HIV counselling has both prevention and care as its objectives. It concentrates on emotional, behavioral, and social issues related to possible or actual infection with HIV. In essence, counselling is a confidential dialogue between a client (in counselling, the word "client" is preferred to "patient") and a counselor, aimed at enabling the client to cope with stress and take personal decisions related to HIV/AIDS. With the consent of the client, counselling can be extended to spouses, sex partners, and other persons considered important by the client.
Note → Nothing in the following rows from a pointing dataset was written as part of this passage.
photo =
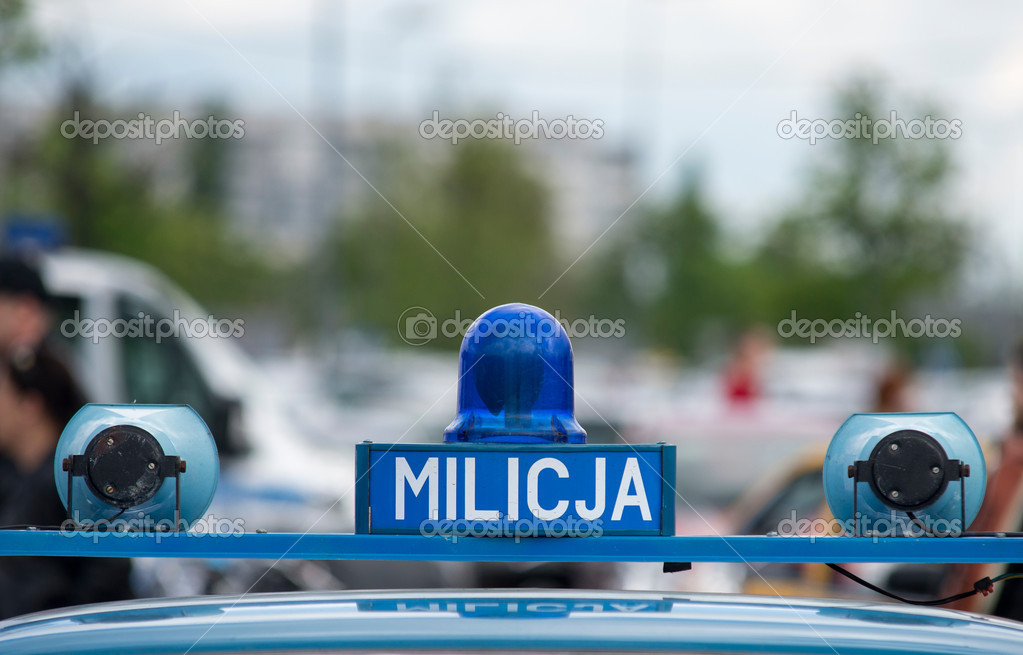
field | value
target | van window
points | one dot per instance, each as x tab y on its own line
159	368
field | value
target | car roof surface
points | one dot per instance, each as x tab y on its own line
515	620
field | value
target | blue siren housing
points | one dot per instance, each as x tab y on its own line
904	475
139	464
516	380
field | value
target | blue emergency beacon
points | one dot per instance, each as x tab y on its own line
516	380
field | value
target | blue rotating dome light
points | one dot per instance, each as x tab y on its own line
904	474
516	380
150	467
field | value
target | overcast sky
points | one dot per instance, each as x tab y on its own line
682	84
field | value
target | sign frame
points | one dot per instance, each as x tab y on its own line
363	472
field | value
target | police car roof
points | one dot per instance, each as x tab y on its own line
520	620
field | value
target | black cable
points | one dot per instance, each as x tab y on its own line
983	585
919	524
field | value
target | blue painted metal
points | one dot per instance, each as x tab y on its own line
416	548
430	510
180	432
516	380
856	438
514	621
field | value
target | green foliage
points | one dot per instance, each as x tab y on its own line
873	228
870	232
109	203
17	40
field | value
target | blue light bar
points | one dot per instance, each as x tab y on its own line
416	548
516	378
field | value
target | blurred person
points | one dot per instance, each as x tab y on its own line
893	390
25	316
38	397
742	375
1001	512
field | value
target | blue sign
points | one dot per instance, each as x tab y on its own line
515	490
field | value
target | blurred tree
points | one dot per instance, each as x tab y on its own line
482	210
668	274
872	231
109	203
17	39
874	227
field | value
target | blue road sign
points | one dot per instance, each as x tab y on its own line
515	490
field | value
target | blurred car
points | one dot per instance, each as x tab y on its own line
275	470
536	621
791	499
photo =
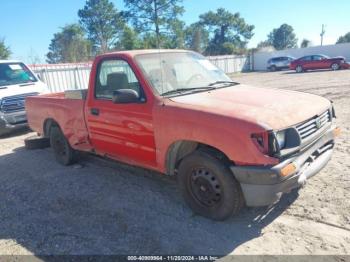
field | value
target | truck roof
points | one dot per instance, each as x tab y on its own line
9	61
133	53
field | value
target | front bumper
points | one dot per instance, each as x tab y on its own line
262	186
12	121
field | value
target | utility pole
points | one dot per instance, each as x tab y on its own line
322	33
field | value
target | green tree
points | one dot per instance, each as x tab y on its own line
344	39
283	37
196	37
5	51
129	40
229	32
69	46
102	22
305	43
160	17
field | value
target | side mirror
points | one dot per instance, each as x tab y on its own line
125	96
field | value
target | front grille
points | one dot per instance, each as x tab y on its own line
12	104
311	126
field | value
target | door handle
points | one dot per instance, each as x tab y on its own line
95	111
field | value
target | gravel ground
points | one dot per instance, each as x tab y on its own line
103	207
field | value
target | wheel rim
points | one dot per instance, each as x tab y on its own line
59	145
205	187
335	66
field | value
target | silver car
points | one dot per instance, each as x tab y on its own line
279	63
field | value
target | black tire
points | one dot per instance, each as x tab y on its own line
36	142
209	187
64	153
335	66
299	69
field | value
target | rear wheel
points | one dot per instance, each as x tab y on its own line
64	154
335	67
299	69
209	187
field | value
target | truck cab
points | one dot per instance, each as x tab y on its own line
17	82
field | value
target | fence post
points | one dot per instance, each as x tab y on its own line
75	78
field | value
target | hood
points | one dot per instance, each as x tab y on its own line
13	90
269	108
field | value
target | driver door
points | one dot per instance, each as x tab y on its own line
120	131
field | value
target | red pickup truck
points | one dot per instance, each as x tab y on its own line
174	112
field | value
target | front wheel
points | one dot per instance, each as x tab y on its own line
64	154
335	67
209	187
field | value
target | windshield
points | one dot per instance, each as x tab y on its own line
179	71
15	73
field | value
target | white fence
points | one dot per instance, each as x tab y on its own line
260	58
60	77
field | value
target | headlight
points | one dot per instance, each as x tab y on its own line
281	139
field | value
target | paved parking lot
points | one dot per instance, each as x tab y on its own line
102	207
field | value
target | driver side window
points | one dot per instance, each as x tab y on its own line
114	75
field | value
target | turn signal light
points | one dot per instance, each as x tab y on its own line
288	170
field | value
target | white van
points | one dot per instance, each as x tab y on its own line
17	82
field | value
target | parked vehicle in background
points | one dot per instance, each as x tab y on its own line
279	63
17	82
314	62
174	112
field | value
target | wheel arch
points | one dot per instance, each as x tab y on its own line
180	149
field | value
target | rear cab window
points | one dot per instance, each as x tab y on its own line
113	75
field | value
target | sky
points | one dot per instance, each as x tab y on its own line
28	25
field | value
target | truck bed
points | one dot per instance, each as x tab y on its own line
68	113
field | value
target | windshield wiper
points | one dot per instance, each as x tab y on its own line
223	82
180	90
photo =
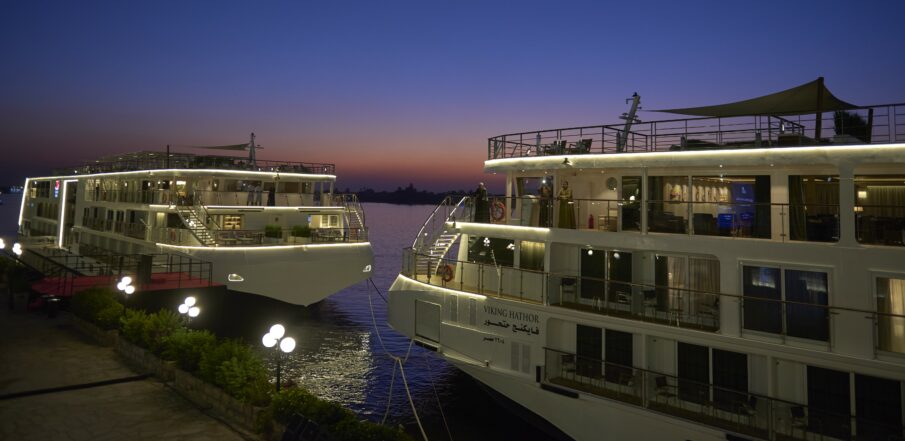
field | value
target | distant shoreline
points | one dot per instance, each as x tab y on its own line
405	196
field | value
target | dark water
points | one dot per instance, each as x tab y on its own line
342	356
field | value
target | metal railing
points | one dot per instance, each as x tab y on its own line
724	408
94	261
886	124
158	161
663	305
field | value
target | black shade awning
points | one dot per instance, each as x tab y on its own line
808	98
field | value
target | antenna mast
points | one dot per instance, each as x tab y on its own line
630	118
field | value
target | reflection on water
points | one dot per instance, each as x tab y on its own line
340	357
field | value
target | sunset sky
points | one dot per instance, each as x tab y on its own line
398	92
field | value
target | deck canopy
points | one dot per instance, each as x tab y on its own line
811	97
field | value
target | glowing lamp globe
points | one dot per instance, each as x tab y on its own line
277	331
287	344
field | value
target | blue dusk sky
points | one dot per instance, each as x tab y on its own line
398	92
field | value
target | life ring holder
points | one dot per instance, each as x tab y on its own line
497	211
446	272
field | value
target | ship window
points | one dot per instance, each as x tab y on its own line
666	211
619	354
730	379
878	405
631	203
791	302
880	209
731	205
829	399
490	250
890	295
531	255
694	372
814	208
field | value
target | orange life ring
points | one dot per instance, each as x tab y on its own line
446	272
497	211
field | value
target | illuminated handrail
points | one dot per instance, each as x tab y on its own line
665	305
739	411
754	131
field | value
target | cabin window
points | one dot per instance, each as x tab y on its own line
790	302
619	356
531	255
880	209
667	211
631	203
814	208
890	294
731	206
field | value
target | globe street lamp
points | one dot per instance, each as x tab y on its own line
189	309
276	339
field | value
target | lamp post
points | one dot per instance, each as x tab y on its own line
275	339
189	309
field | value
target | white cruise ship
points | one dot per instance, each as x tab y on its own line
270	228
735	275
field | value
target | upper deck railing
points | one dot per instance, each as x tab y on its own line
884	124
159	161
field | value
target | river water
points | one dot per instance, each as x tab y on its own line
342	356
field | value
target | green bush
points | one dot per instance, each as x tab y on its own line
109	317
160	326
134	322
273	231
186	346
89	303
236	368
301	231
18	277
341	423
353	430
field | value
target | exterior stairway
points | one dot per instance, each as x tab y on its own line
193	222
435	253
435	240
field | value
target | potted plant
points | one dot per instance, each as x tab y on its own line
273	233
301	234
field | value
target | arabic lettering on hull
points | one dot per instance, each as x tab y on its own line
519	322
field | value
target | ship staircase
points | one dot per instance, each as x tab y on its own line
194	216
354	217
436	236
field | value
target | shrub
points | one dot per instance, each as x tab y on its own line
18	277
159	327
301	231
186	346
89	303
273	231
341	423
236	368
134	322
109	317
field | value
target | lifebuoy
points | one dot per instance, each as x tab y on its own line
445	272
497	211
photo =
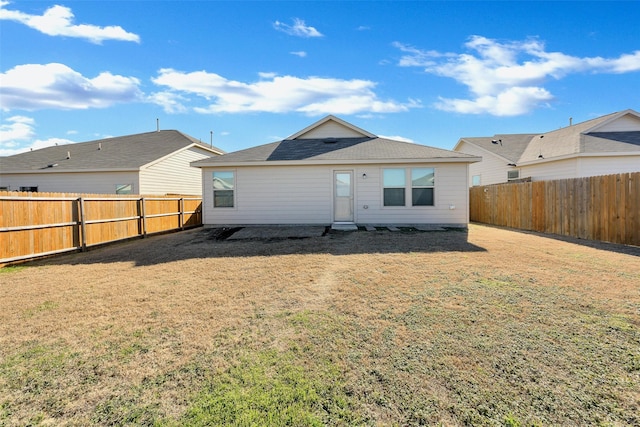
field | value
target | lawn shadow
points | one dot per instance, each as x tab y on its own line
595	244
215	243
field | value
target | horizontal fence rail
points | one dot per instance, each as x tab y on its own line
39	224
605	208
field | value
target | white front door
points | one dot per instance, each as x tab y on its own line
343	196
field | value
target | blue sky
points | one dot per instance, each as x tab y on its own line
255	72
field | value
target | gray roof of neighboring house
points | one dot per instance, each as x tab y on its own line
508	146
570	140
336	150
129	152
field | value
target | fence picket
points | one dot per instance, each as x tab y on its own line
36	224
603	208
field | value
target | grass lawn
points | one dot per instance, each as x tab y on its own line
490	327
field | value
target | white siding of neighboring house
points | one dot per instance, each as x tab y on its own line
492	169
174	175
68	182
304	195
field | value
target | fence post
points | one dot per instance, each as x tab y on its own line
143	218
83	225
181	207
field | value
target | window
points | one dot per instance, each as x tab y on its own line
422	183
124	188
420	193
223	186
394	187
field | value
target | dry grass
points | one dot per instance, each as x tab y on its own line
490	328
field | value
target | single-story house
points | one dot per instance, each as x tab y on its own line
333	172
605	145
152	163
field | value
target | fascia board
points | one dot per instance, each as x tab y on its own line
54	170
339	162
577	155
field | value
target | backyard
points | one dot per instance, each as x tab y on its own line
485	327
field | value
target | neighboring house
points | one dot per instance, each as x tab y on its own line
333	172
152	163
606	145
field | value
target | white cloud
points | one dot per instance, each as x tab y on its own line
298	29
279	94
17	133
170	102
507	78
16	128
37	86
58	21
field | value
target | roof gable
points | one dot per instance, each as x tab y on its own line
616	132
623	121
505	146
130	152
331	127
334	141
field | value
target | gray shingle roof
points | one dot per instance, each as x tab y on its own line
129	152
335	149
566	141
509	146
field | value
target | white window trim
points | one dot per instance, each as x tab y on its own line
513	179
235	190
408	196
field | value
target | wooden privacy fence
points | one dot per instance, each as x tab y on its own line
603	208
39	224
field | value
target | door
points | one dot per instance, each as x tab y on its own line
343	196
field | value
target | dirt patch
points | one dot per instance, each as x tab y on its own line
480	327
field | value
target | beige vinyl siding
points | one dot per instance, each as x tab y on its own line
559	169
70	182
304	195
273	195
492	169
174	175
594	166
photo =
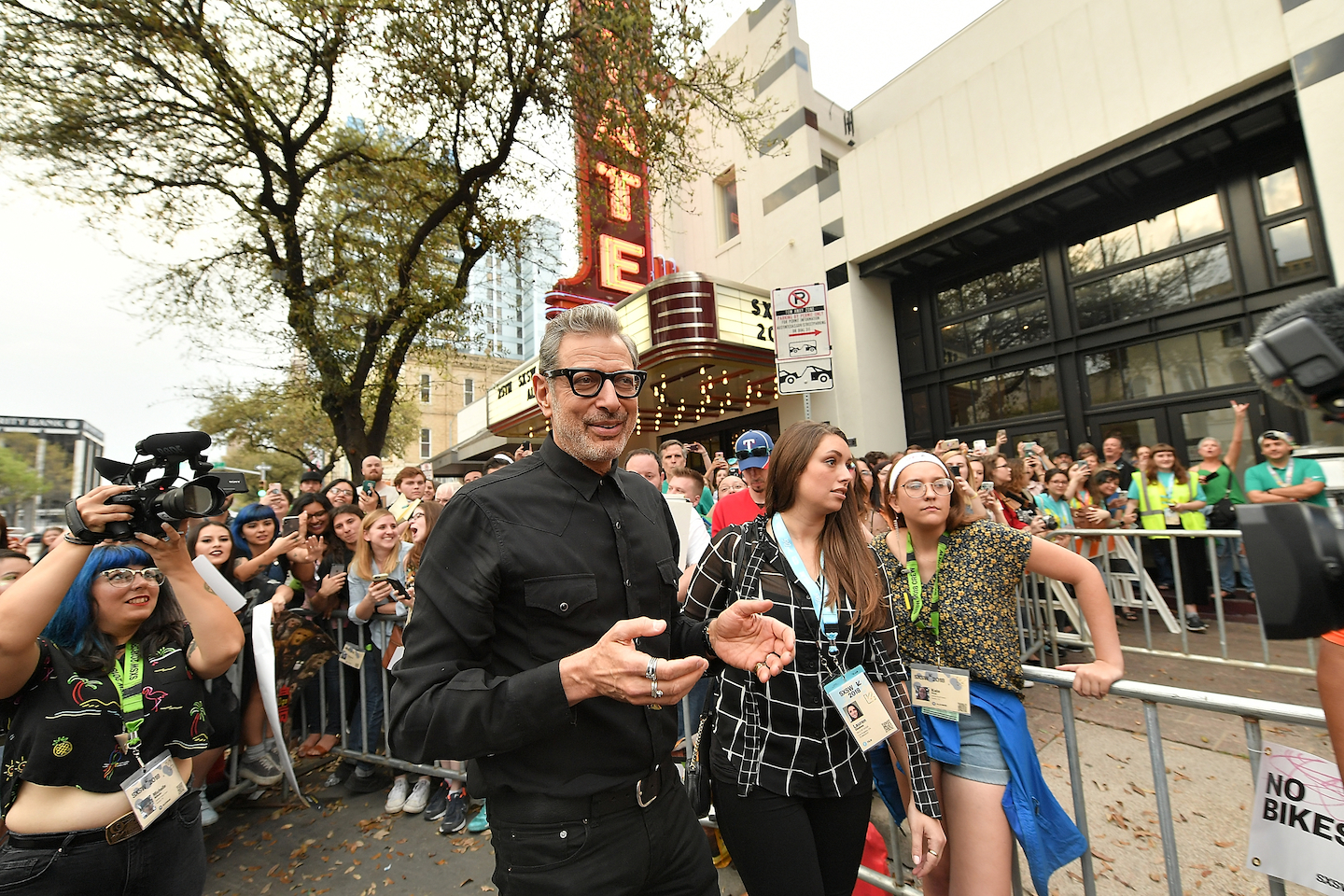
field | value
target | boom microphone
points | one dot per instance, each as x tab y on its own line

While a counselor might be a doctor, nurse, or social worker, she or he can also be a member of the community such as a teacher, village leader, or religious leader (e.g., imam, minister, or priest.)
 
Voluntary counselling and testing (VCT) is a combination of two activities - counselling and testing - into a service that amplifies the benefits of both. It is an approach that is useful in all settings - resource-rich and resource-poor, urban and rural. Because VCT is adaptable to clients' needs, it can be done for individuals and couples, for people of all ages and of all backgrounds. And, with proper training, members of the clients' local community, regardless of their educational level, can do the counselling component.
 
New inclusions
 
Voluntary counseling and testing has a two-pronged approach. Firstly it helps to determine who requires care and treatment. This includes both ART and interventions to prevent mother-to-child HIV transmission (PMTCT). Secondly it helps prevention and transmission of HIV infection to others.
 
Additionally, voluntary counseling and testing can also stimulate discussion about HIV and AIDS and in turn reduce stigma and discrimination.
 
VCCTC as an entry point for HIV prevention and care
 
 
Adapted from “Voluntary Counselling and Testing for HIV Infection in Antenatal Care: Practical Considerations for Implementation.” World Health Organisation, September 1999.
 
RIGHTS BASED APPROACH
 
Voluntary counseling and testing should follow a rights-based approach which means that:
 
  • people have a right to know their HIV status;
  • HIV testing must be voluntary, the decision to test or not to test being based on an understanding of accurate, objective and relevant information;
  • post-test counselling & services are crucial;
  • confidentiality must be protected;
  • non-discrimination in service delivery is critical; and
  • testing and counselling must be scaled up, eventually leading to universal access.
 
VCCT includes specialized counseling on the following issues:
 
HIV and AIDS information
Pre-test or decision counseling
Post-test Counseling
Plans for reducing risk behaviour
 
GOALS OF VCCT
 
1. Prevention of HIV transmission
  • From +ve tested people to untested or –ve partners
  • From +ve tested mother to child
2. Prevention of HIV acquisition
  • By –ve tested people from +ve or untested partners
3. Early and appropriate uptake of service
+ve-tested people
  • Medical care (including ARV therapy, treatment of OIs, prevention of OIs and HIV-associated infections and screening for HIV-associated infections and tumours
  • Family planning (including counselling about reproductive choices)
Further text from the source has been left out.